# Task 2: Advanced Analytics Implementation (35 Points)
In this ipynb file, we have a quick and easy way to run queries using the "runQuery(query)" function. Just call that function with your query as its parameter.

# Table of Contents

- [Task 2: Advanced Analytics Implementation](#task-2-advanced-analytics-implementation)
    - [Setup](#setup)
        - [Imports](#imports)
        - [Database and pandas setup](#database-and-pandas-setup)
        - [Function for running queries in a try-catch](#function-for-running-queries-in-a-try-catch)
- [1 - Time based trend analysis](#1---time-based-trend-analysis)
    - [Year-over-year growth analysis](#year-over-year-growth-analysis)
    - [Seasonal pattern identification](#seasonal-pattern-identification)
- [2 - Drill-down and Roll-up Operations](#2---drill-down-and-roll-up-operations)
    - [Multi-level aggregation (roll-up)](#multi-level-aggregation-roll-up)
        - [Roll-up revenue by day](#roll-up-revenue-by-day)
        - [Roll-up revenue by month](#roll-up-revenue-by-month)
        - [Roll-up revenue by year](#roll-up-revenue-by-year)
    - [Seasonal pattern identification (drill-down)](#seasonal-pattern-identification-drill-down)
        - [Revenue by city](#revenue-by-city)
        - [Revenue by state](#revenue-by-state)
- [3 - Advanced window function](#3---advanced-window-function)
    - [Ranking percentile calculations](#ranking-percentile-calculations)
    - [Moving averages and cumulative measures](#moving-averages-and-cumulative-measures)
- [4 - Complex filtering and subqueries](#4---complex-filtering-and-subqueries)
    - [Multi-dimensional filtering with EXISTS/IN clauses](#multi-dimensional-filtering-with-existsin-clauses)
    - [Correlated subqueries for comparative analysis](#correlated-subqueries-for-comparative-analysis)
- [5 - Business Intelligence Metrics](#5---business-intelligence-metrics)
    - [Customer/Product profitability analysis](#customerproduct-profitability-analysis)
    - [Performance KPI calculations specific to your domain](#performance-kpi-calculations-specific-to-your-domain)
- [Exporting results to CSV](#exporting-results-to-csv)

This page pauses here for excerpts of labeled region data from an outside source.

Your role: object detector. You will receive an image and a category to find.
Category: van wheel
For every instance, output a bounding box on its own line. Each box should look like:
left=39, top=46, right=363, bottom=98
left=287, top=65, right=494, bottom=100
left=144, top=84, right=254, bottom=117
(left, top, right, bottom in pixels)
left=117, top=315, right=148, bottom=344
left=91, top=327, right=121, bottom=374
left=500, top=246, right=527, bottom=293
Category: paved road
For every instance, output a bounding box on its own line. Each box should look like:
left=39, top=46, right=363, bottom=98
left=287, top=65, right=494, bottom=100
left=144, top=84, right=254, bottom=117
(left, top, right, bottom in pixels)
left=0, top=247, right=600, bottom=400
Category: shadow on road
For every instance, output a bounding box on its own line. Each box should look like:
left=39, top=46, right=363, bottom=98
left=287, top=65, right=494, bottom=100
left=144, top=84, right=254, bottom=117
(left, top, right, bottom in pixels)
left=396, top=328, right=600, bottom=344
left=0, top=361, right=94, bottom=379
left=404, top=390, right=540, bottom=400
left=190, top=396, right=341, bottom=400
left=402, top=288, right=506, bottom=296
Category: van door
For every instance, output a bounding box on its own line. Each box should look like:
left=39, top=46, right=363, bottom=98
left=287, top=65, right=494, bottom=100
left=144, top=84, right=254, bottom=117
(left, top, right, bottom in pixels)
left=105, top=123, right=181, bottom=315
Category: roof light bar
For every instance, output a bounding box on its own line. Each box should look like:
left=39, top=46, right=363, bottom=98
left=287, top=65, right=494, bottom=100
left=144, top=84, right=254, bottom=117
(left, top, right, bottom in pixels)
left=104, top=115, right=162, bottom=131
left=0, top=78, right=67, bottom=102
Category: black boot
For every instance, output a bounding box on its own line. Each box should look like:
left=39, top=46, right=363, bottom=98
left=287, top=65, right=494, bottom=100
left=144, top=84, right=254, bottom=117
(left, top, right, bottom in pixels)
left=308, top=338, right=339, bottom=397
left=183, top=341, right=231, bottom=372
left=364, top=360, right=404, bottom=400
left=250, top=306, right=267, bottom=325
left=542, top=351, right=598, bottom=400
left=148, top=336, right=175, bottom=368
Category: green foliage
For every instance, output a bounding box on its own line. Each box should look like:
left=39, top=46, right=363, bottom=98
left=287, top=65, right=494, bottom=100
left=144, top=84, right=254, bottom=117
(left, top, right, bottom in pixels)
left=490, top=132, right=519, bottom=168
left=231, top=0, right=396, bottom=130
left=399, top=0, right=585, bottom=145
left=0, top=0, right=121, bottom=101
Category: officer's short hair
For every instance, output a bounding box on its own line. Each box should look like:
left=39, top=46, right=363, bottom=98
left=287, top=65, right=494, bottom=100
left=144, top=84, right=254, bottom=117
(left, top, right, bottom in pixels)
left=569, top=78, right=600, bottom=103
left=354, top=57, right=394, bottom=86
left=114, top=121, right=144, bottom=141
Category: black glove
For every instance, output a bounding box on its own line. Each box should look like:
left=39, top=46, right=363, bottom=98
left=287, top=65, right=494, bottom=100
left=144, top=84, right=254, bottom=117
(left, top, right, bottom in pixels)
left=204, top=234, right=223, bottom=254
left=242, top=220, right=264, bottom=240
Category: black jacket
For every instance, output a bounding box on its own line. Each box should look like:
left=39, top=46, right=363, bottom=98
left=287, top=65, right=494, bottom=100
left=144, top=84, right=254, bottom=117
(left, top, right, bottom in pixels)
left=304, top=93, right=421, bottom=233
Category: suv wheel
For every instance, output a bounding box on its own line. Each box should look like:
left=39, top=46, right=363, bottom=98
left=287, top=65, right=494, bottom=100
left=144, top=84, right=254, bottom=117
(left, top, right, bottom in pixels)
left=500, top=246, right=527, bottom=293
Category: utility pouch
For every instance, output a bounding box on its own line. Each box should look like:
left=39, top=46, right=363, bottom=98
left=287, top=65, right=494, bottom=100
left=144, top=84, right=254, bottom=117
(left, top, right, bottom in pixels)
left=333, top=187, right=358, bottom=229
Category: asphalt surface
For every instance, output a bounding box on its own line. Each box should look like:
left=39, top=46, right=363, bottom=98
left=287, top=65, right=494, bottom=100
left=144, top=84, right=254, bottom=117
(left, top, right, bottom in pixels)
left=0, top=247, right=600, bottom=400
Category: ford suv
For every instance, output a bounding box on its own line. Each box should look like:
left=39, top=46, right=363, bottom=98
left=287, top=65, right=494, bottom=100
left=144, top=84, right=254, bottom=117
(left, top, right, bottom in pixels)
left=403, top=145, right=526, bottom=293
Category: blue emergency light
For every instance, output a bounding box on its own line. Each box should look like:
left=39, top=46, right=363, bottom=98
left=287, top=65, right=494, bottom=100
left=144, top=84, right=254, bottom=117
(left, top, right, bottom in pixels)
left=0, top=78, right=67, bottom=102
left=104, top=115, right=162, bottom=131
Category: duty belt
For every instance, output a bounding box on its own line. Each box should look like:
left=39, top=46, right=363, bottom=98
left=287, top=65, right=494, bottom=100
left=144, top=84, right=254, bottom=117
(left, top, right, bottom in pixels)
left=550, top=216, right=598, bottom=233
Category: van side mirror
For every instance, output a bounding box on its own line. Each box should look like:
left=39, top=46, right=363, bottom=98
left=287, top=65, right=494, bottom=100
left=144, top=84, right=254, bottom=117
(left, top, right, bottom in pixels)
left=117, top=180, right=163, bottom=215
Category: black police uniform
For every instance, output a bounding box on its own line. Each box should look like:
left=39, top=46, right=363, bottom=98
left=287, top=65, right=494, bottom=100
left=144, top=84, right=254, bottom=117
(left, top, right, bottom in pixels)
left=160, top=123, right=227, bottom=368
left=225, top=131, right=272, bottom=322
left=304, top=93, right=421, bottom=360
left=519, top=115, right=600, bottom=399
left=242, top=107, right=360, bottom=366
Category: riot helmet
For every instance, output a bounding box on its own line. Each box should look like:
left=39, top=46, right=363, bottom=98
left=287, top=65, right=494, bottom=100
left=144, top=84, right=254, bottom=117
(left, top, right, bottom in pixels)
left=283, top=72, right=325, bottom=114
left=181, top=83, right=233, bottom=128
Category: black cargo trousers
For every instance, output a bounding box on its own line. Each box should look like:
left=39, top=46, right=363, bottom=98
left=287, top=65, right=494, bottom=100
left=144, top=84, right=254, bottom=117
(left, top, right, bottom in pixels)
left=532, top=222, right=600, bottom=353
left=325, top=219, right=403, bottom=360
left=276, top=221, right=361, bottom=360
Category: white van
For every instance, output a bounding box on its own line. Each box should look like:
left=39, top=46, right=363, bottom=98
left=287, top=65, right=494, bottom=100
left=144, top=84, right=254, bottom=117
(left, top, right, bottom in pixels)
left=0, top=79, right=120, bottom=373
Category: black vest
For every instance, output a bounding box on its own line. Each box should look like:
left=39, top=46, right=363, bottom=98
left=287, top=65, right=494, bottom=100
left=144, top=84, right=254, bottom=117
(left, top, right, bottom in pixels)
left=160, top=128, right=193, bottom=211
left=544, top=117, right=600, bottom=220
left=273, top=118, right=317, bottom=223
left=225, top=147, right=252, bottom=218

*This table of contents has been made using generative AI*

## Setup

### Imports

In [None]:
# import pandas and sqlalchemy
import pandas as pd
from sqlalchemy import create_engine

# Visualization
import matplotlib.pyplot as plt  # For creating tree visualizations
import seaborn as sns           # For statistical plots

# to run this jupyter book, run:
# pip install ipykernel
# pip install pandas sqlalchemy matplotlib seaborn

### Database and pandas setup

In [None]:
# connection params
pd.set_option('display.max_rows', 100)        # Default is 10
pd.set_option('display.max_columns', 100)     # Default is 20

engine = create_engine("postgresql+psycopg2://postgres:2424@localhost:5432/bid3000")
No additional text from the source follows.